Valdes created doodle kits with blank white bookmarks and black Sharpie pens that people can pick up for free at the Main, North Main, Sandhills and Southeast branches throughout May. The box says the deadline for returning bookmarks is Saturday, May 13, but that is a soft deadline, Valdes said.
He will then scan all the bookmarks and assemble them along a 50-foot-by-9-foot wall on the library’s garden level, which is currently undergoing renovations. He might add color to the finished piece or leave it black and white.
“We have no idea what it’s going to look like,” he said. “It will be organic and interesting visually.”
The mural should be completed by late fall, according to the library.
Valdes teaches graphic design and illustration at the University of South Carolina and is the library’s first artist-in-residence.
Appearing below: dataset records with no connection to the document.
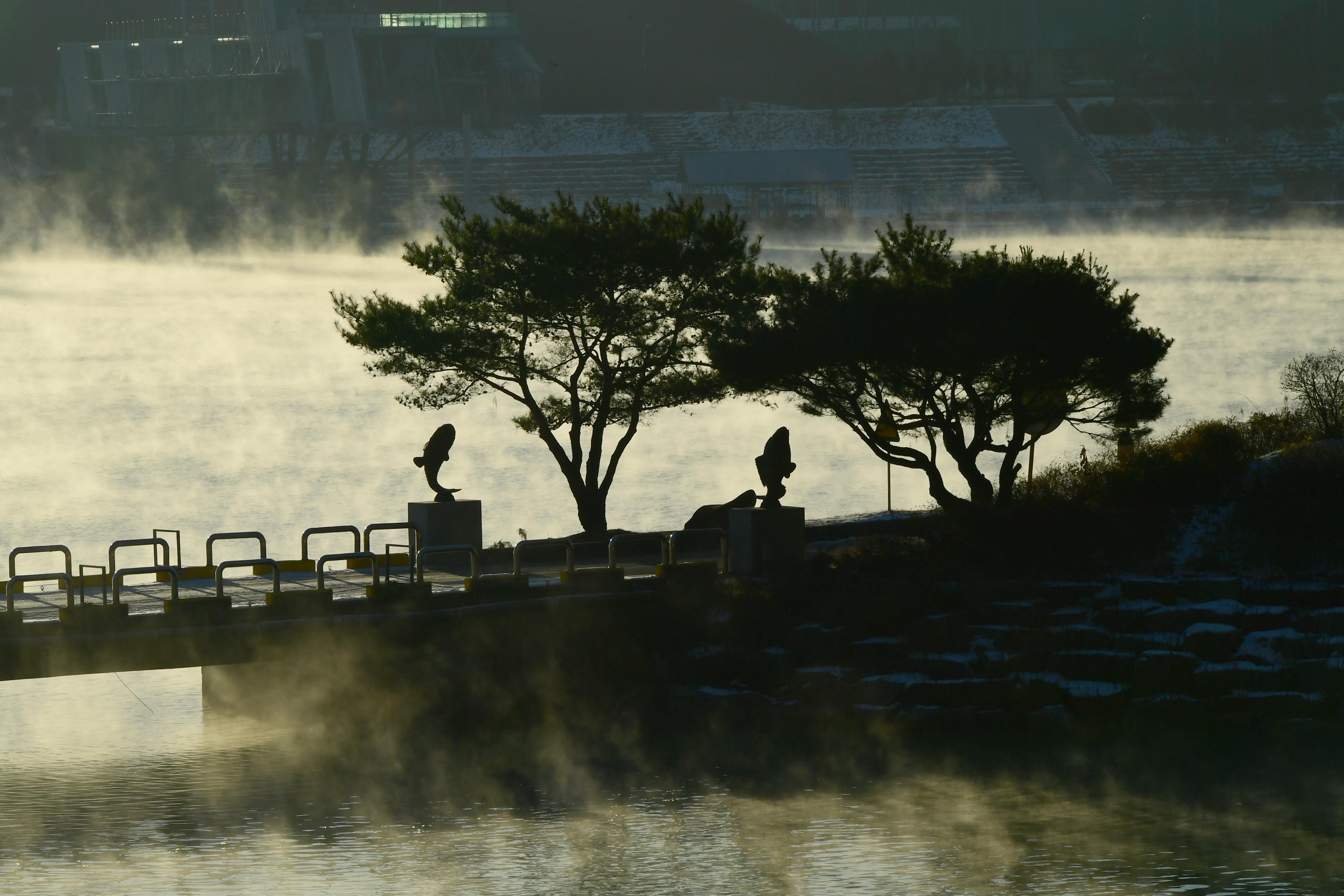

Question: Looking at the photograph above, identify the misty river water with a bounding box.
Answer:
[0,228,1344,893]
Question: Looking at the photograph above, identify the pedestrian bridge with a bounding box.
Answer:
[0,523,727,680]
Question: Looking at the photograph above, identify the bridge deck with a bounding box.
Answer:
[10,564,653,622]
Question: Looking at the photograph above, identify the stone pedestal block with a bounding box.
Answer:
[406,501,484,553]
[728,506,806,576]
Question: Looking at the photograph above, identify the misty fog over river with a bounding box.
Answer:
[0,230,1344,563]
[0,228,1344,895]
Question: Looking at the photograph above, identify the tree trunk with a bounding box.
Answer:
[573,485,606,535]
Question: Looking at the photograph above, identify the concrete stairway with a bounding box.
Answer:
[989,105,1120,204]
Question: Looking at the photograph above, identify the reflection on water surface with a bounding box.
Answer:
[0,670,1344,893]
[0,231,1344,895]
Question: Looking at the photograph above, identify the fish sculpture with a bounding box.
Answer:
[757,426,798,508]
[413,423,462,501]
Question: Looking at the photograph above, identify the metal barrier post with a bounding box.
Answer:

Part of his residency involves work on a new book titled “Burd” (purposefully misspelled “to be funny” he said), and some of his bird characters and doodles will be scattered throughout the mural.
Most of his artwork involves animals, which are bold and colorful rather than realistic.
“I learned recently that I’ve been drawing chickens wrong. They are not at all anatomically correct. But people still know they’re chickens,” he said.
On his website, Valdes’ whimsical creatures have titles like “Happy Go Lucky Bear,” “Whoo Wee Piggy,” “Spotted Blob” and “Disgusted Monster.” Sometimes he hides small pieces of his work in the library’s bookshelves for people to find and keep.
He makes them quickly and doesn’t like to overthink details.
That attitude is perfect for doodling.
“When you’re doodling, you’re relaxed. You’re not thinking about it.”
You might, however, have to work to find your doodle among the thousands once the mural is completed.
“There will definitely be a ‘Where’s Waldo’ effect,” Valdes said.